As an interesting example of where the market is going, O’Byrne points to the Irish Courts Service, which had been looking for the delivery and management of a digital audio recording system in courtrooms throughout the country. This will be a fully managed service. “The Courts Service was set up around 1999 and it made a decision to outsource instead of building its own team, so it has people who focus more on the strategic end of the business,” O’Byrne explains.

Research conducted by Fujitsu Services throughout Europe — with close to 700 CIOs — found that up to 90pc of the IT budget is often absorbed by desktop and desktop support. “It’s soaking up a lot of IT resources and IT effort and that’s a big growth area for us. For example, we’re implementing desktop management companies such as Lloyds. That’s for 70,000 staff in over 2,000 different locations, managing the desktop and service desk for the company across the board,” says O’Byrne. The top three services Fujitsu’s clients are looking to have managed are desktop, infrastructure and application; however, the order is interchangeable, depending on the customer.

Cost savings
Ed Byrne, general manager at Hosting365, believes the managed-service model is an operating cost as opposed to a capital cost. And it is a particularly good model, especially in an economic downturn. “Instead of needing a rack of servers, backup, Windows and Office licencing, which would cost around €30,000 to install, you can get access to all of those services for a fixed monthly fee. So there are savings on capital costs, no depreciation and no stumping cash upfront to get something installed,” he says.

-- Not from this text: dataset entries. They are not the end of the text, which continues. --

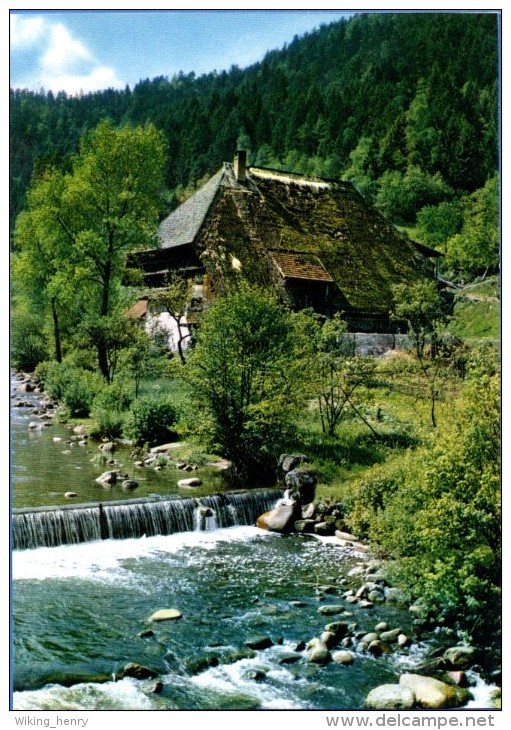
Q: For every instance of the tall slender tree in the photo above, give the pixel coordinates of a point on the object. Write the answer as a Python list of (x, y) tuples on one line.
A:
[(95, 215)]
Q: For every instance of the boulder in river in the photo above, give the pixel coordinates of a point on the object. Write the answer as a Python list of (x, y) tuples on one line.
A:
[(301, 484), (390, 697), (280, 519), (317, 651), (433, 694), (166, 614), (192, 482), (138, 671)]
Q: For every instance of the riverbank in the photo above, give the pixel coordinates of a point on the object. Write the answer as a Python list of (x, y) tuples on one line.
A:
[(166, 474)]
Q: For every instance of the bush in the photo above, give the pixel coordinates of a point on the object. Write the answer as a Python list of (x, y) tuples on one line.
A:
[(28, 343), (438, 510), (109, 410), (150, 421), (74, 387)]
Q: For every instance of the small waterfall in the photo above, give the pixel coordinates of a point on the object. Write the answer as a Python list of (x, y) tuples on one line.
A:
[(69, 524)]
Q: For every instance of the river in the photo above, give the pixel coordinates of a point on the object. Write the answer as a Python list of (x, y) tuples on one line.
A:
[(80, 612)]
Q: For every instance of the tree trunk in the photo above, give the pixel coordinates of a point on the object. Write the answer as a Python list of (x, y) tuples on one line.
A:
[(56, 331)]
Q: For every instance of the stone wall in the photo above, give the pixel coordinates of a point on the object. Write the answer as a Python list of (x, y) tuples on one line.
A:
[(376, 344)]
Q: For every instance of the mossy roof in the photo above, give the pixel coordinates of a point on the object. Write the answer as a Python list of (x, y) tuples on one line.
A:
[(273, 215)]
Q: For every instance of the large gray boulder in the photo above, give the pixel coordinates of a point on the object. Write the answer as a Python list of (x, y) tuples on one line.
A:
[(460, 657), (390, 697), (433, 694), (301, 485), (280, 519), (288, 462), (317, 651)]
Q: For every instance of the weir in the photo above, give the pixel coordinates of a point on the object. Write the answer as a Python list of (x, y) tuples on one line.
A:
[(117, 520)]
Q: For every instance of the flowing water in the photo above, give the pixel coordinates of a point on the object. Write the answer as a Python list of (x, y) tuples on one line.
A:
[(86, 580)]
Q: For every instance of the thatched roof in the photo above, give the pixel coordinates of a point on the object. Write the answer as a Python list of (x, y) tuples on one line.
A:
[(293, 265), (279, 225)]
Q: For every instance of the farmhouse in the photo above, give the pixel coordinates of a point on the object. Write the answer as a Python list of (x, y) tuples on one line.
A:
[(316, 241)]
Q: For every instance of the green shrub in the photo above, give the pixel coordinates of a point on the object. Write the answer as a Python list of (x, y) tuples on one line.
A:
[(28, 343), (109, 410), (109, 424), (74, 387), (150, 421)]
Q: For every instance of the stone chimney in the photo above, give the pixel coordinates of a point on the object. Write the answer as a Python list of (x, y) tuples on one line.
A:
[(240, 165)]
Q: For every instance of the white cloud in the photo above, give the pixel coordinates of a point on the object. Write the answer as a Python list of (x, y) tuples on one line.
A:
[(64, 51), (59, 60), (100, 77), (25, 32)]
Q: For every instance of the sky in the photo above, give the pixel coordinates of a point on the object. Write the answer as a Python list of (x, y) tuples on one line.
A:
[(82, 51)]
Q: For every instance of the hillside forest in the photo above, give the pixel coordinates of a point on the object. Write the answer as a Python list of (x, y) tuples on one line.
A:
[(405, 106)]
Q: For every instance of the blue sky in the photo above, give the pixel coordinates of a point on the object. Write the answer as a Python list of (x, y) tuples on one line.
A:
[(88, 50)]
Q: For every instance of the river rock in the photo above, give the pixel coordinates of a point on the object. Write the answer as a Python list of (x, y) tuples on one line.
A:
[(342, 657), (317, 651), (339, 628), (345, 536), (259, 642), (255, 675), (304, 526), (390, 637), (301, 484), (459, 657), (371, 636), (289, 658), (280, 519), (137, 671), (129, 485), (376, 648), (331, 609), (403, 640), (329, 638), (433, 694), (321, 528), (107, 446), (108, 477), (166, 614), (382, 626), (288, 462), (192, 482), (390, 697)]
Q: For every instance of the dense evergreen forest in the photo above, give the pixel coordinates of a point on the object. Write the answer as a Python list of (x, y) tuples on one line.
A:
[(407, 448), (405, 105)]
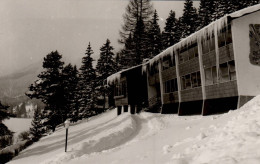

Byrne also points to the arduous job of building a room to house equipment if a business is after high-end performance, with a high-availability level. “To build a comms room or mini data centre in your office, the cost would be phenomenal, whereas in a data centre you have economies of scale,” he points out. Another important driver, according to Byrne, is 24/7 access to expertise and technical people. In addition, the outsourced managed-service model means companies can access the service on a per-usage or per-hour basis.

Jason Boyle, professional services manager of PFH Technology Group, says the increasing rollout and coverage of broadband is making it easier for companies such as PFH to provide and develop services for their clients. According to Boyle, in the corporate environment, the main driver is often a reduction in cost. “Either they’ve increased the services they’re offering internally and they can’t increase the headcount or they’ve tasked a person to do project work and new systems implementation, which takes them away from day-to-day system management,” he explains. “From a network-management perspective we can take on the day-to-day chores such as backup management, data management, offsite backup, antivirus and patch management — the stuff some companies don’t have the resources for or physically just can’t do. Essentially, managing the tasks that are not managed in the company’s environment,” he concludes.